An ultrasensitive test for performance-enhancing drugs

Wednesday, 19 March, 2014

Researchers have developed a new way to detect performance-enhancing drugs (PEDs), said to be 1000 times more sensitive than current methods. The technique was presented at the 247th National Meeting & Exposition of the American Chemical Society (ACS).

“How much of a drug someone took or how long ago they took it are beyond the analyst’s control,” said Dr Daniel Armstrong of the University of Texas at Arlington. “The only thing you can control is how sensitive your method is. Our goal is to develop ultrasensitive methods that will extend the window of detection, and we have maybe the most sensitive method in the world.”

Hongyue Guo, a graduate student in Dr Armstrong’s lab, explained that the new strategy is a simple variation on mass spectrometry (MS), a technique routinely used by The International Olympic Committee, the US Anti-Doping Agency and more. MS separates compounds by mass, allowing scientists to determine the component parts of a mixture. In the case of PEDs, technicians use the method to find the metabolites left over in blood, urine or other body fluids after the body breaks the doping agents down.

Because some of the metabolites are small and have a negative charge, they may not produce a signal strong enough for the instrument to detect, Dr Armstrong explained - especially in the case of stimulants, which the body rapidly breaks down. Dr Armstrong and his team have developed paired ion electrospray ionisation (PIESI), which gathers several of the metabolites together and thus makes them more obvious to the detector.

So far, Guo has used PIESI to detect different kinds of steroids and stimulants, as well as alcohol. He has demonstrated that the technique is often sensitive enough to detect one part per billion of the PED metabolite in urine, which he said is up to 1000 times better than existing methods.

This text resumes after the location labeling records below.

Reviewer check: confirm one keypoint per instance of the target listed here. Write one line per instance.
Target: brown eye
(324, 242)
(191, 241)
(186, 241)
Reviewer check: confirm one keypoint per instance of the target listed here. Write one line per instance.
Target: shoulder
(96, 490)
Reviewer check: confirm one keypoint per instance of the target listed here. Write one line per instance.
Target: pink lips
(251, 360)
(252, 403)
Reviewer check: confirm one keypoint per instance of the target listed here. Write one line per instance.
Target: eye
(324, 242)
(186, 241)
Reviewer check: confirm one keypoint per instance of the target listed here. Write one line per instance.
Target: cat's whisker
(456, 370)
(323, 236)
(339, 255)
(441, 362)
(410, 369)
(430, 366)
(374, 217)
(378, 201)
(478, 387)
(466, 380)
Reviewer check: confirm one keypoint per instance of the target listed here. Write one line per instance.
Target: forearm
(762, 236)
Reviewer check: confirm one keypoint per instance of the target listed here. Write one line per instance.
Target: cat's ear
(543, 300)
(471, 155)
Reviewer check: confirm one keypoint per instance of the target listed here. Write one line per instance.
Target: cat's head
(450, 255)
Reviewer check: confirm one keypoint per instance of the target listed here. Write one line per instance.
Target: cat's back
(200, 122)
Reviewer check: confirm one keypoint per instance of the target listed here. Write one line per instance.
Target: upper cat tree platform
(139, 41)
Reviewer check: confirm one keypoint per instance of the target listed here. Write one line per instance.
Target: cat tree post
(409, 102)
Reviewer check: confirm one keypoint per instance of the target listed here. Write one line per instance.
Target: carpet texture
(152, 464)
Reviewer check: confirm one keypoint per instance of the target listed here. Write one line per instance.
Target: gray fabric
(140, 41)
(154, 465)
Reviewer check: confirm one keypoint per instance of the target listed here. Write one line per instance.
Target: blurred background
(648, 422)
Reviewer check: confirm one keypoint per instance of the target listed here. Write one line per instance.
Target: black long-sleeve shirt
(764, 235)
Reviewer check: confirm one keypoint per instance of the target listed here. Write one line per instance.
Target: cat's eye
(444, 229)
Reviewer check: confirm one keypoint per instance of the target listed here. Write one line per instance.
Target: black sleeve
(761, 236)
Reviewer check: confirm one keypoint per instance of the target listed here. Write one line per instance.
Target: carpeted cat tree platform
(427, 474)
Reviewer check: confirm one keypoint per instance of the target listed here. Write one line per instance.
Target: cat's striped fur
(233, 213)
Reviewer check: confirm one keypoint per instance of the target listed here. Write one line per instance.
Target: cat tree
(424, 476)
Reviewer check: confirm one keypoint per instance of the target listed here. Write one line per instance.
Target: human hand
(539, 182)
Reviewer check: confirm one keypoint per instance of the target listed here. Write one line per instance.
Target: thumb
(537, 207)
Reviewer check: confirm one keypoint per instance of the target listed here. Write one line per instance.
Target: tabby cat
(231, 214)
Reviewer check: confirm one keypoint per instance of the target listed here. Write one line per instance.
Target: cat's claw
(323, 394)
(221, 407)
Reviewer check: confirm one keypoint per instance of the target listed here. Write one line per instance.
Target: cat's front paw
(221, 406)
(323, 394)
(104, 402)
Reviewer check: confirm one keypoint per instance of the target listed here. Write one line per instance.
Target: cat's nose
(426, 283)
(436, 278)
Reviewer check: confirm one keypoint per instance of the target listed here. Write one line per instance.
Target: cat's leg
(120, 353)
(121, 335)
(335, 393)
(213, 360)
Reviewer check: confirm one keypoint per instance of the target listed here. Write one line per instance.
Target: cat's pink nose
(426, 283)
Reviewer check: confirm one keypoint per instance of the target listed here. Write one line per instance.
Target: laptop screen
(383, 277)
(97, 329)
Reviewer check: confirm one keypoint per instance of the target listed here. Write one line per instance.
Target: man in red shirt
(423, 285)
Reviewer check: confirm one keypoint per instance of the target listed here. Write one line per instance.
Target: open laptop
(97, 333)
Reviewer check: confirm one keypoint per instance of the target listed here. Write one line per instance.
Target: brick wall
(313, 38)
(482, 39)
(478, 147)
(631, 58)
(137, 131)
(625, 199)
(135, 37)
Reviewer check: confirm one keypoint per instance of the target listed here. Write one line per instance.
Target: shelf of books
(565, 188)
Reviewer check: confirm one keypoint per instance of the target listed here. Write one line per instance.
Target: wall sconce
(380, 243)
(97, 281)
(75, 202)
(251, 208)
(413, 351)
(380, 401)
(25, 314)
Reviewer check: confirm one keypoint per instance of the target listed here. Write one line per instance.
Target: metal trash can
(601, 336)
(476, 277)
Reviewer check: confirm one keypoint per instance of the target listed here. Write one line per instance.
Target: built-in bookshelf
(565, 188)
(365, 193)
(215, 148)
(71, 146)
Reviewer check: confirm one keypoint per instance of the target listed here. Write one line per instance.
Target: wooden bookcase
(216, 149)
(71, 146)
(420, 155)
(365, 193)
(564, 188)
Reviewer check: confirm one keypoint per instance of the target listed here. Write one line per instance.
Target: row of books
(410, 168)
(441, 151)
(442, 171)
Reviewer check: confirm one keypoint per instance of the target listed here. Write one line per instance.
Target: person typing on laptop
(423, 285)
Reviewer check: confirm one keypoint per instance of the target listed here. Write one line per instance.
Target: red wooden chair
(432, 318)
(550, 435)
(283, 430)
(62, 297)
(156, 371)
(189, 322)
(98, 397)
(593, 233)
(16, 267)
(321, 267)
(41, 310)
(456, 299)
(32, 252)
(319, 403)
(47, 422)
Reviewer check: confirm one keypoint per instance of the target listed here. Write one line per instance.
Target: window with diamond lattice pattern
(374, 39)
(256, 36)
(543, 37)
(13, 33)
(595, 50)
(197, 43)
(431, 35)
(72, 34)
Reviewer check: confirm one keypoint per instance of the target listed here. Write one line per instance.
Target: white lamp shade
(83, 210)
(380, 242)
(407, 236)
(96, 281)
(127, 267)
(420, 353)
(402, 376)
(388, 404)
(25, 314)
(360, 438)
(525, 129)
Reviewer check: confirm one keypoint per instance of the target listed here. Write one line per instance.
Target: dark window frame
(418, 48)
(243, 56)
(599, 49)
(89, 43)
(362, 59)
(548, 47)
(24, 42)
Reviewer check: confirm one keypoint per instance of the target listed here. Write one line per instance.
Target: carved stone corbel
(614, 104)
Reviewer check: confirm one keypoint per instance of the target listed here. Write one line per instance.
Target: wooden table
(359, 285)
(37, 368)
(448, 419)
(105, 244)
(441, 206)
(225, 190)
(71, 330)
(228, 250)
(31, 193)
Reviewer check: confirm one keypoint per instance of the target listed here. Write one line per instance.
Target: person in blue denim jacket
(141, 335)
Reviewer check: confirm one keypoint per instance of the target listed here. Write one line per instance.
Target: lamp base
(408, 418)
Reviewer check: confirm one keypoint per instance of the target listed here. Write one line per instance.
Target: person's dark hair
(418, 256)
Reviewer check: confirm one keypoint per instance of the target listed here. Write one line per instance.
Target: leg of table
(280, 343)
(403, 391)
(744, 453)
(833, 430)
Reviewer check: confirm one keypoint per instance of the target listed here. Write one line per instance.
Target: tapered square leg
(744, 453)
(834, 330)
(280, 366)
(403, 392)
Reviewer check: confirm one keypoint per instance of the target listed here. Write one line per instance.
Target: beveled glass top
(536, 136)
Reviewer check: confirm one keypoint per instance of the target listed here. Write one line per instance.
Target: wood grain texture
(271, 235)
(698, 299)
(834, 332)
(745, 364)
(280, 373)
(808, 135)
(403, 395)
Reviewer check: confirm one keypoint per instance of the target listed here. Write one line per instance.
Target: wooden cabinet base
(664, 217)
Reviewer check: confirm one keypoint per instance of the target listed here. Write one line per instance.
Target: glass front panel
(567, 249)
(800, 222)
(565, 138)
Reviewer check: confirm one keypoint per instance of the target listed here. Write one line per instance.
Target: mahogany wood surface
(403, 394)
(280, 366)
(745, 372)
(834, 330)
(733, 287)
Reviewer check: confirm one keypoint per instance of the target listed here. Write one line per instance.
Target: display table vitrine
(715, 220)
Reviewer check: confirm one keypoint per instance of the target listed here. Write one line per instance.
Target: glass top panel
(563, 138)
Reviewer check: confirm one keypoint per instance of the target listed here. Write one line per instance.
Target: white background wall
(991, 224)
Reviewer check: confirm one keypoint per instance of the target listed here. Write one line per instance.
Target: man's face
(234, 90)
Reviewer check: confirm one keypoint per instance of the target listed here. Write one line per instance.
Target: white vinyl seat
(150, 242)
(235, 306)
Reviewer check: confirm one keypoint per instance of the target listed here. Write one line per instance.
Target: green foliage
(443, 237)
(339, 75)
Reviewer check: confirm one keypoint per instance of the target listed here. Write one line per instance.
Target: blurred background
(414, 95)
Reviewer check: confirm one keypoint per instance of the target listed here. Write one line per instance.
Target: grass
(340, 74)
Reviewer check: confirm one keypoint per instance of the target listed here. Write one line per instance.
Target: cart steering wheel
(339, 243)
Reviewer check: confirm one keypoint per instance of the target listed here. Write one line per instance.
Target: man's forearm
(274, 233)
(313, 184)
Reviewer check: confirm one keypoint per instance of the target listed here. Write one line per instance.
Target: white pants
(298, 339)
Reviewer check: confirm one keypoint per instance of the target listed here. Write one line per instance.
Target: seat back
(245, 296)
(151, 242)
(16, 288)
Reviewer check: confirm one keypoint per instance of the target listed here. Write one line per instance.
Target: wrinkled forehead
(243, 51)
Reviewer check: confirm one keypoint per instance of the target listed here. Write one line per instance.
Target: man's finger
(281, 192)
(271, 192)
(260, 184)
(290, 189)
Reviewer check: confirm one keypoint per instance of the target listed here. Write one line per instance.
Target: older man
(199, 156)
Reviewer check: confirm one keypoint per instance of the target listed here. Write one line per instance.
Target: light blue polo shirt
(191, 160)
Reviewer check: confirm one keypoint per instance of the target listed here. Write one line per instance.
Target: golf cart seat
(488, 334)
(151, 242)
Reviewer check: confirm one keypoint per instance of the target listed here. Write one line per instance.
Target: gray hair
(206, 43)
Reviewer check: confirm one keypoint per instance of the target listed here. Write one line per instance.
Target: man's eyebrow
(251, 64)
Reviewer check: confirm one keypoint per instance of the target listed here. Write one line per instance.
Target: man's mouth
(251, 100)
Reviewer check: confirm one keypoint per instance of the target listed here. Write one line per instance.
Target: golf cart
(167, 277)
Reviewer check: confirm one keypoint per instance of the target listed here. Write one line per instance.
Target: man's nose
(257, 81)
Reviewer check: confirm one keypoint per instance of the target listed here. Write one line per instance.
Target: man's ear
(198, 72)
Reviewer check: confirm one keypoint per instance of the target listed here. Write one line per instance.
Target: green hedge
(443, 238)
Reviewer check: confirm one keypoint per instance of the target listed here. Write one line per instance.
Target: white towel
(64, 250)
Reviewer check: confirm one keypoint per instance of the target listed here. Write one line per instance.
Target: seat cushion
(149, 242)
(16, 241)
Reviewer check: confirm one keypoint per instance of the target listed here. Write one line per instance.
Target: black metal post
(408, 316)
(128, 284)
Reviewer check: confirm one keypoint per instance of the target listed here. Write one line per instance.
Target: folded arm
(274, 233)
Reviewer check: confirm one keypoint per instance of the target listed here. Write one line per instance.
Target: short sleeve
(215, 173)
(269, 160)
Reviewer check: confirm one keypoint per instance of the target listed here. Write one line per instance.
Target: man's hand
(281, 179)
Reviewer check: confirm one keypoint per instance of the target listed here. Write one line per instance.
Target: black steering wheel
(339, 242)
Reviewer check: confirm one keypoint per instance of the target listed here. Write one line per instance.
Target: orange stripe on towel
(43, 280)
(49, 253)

Dr Armstrong noted that the test will be useful in other applications as well. It is already being used to detect compounds crucial to human health such as phospholipids and pesticides and herbicides, as well as other environmental pollutants. In some cases, he said, PIESI is 100,000 times more sensitive than other detection methods.

Furthermore, said Guo, testing laboratories won’t need to purchase any new equipment. PIESI only requires adding one ingredient to existing MS procedures - a chemical which is already commercially available and inexpensive.